Grocery stores have one check out line or maybe two, but they are fast and they just get it done. If you want a bag you ask for it and then pay a small amount for it.
8. Norway is clean
Compared to major US cities and second/third tier cities such as: NYC, LA, Chicago, Atlanta, Savannah, Charleston, etc Norway is spotless. The streets don't stink, they aren't full of liter, and there are very few homeless people. The restaurants and cafes are clean too. My wife used to be a restaurant inspector in the USA and she has seen significantly better hand washing, cleaning, etc here.
Recycling, compost, and trash is important here.

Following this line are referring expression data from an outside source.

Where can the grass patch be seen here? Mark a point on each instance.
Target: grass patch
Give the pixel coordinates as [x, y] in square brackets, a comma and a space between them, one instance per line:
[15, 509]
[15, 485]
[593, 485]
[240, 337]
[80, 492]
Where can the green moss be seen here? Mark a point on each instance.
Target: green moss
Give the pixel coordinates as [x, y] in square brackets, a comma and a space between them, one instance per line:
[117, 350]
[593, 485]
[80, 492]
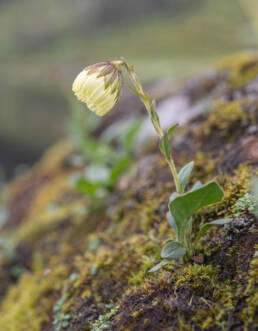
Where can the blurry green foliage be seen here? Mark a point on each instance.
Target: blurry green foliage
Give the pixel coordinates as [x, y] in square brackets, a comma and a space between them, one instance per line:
[104, 158]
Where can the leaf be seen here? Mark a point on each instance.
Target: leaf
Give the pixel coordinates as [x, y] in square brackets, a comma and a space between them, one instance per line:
[171, 130]
[118, 168]
[158, 266]
[184, 174]
[196, 185]
[165, 146]
[171, 222]
[173, 196]
[185, 205]
[207, 226]
[86, 187]
[173, 250]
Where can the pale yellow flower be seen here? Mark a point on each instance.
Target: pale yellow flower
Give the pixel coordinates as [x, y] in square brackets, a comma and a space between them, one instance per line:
[99, 86]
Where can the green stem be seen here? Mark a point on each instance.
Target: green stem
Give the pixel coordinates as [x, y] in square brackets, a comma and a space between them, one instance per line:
[146, 101]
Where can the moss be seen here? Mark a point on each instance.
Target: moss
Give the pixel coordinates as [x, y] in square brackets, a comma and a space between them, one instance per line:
[29, 302]
[111, 249]
[242, 69]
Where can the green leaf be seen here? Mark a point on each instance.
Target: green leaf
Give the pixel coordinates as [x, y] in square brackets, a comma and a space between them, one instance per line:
[171, 130]
[184, 174]
[165, 146]
[173, 250]
[196, 185]
[173, 196]
[86, 187]
[118, 168]
[158, 266]
[207, 226]
[185, 205]
[171, 222]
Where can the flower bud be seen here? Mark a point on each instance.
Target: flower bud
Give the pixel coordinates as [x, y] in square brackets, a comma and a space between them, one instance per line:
[99, 86]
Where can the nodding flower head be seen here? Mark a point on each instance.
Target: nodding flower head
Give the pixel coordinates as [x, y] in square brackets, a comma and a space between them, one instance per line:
[99, 86]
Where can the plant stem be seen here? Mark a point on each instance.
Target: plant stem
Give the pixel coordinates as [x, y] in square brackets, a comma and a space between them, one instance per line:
[146, 101]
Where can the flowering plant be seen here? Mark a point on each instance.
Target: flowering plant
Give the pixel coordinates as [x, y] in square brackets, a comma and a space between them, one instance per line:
[99, 86]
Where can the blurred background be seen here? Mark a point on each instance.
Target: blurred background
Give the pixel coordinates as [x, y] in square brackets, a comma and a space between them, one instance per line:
[45, 43]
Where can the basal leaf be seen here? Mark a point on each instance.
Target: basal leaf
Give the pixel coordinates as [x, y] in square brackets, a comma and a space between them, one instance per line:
[173, 250]
[207, 226]
[184, 174]
[171, 222]
[165, 146]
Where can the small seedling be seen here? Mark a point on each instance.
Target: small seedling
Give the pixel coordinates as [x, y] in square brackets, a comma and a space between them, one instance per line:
[99, 86]
[245, 205]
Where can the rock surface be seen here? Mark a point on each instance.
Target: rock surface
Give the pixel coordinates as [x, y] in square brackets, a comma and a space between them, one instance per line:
[68, 266]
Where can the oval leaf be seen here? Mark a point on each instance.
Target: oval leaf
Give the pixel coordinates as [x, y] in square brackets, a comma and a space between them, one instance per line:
[158, 266]
[171, 130]
[185, 173]
[171, 222]
[185, 205]
[173, 250]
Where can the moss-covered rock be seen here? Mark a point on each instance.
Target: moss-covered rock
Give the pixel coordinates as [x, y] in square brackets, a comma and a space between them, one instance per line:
[74, 267]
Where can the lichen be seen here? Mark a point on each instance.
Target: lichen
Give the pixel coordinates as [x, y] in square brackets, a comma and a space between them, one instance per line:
[111, 248]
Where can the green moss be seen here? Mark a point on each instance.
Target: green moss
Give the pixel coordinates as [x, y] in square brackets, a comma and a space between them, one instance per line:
[111, 250]
[242, 69]
[28, 303]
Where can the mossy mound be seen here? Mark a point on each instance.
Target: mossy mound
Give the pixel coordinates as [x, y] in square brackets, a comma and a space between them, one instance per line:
[74, 267]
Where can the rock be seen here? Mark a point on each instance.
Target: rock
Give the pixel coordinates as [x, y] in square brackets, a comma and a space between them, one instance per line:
[87, 270]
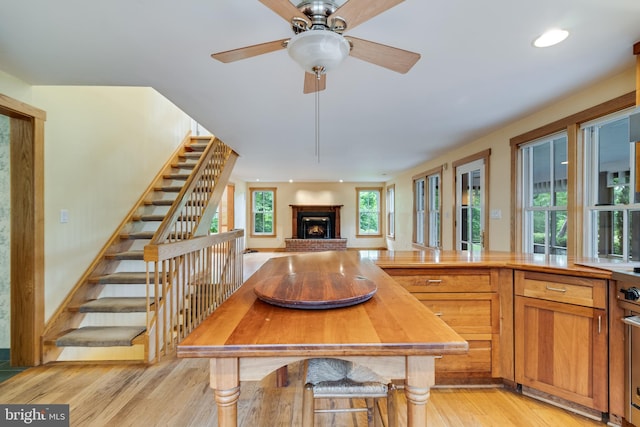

9. Nature is enjoyed and embraced
Everywhere we go there is a public park, walkway, trail, etc that you can access. And people are taking advantage of them! Possibly why #3 isn't causing everyone to be overweight. OR maybe it is the exposure to cold and the amount of wood that people chop. Here in the rural area everyone has piles and piles of wood to burn.
Thanks to AI for this true statement: Nature is absolutely breathtaking: The scenery in Norway is unlike anything I've ever seen before. From the fjords to the glaciers, there's just so much beauty here.
10. Food is everywhere
I thought it was strange that they didn't have a lot of bagged snacks or processed protein bars and the like in Norway... So we packed a bunch of them in our suitcase. But every plane, train, boat ride, city corner, etc has a cafe or hot bar that has meals ready to eat and baked on site. If you don't bring a lunch that is fine... You can get somewhere good almost anywhere. In a lot of the USA if you don't pack something you're stuck eating a crap meal at a McDonalds which I won't do... They do have truffle fries here at McDonald's... Interesting.
11. Houses are a lot different
White bathrooms, queen bed each side has their own comforter instead of sharing a comforter, heated floors all over the house, three fireplaces in this house, etc. Houses are made out of the natural colors and materials (mostly wood) and are much less gaudy and blend more into the scenery.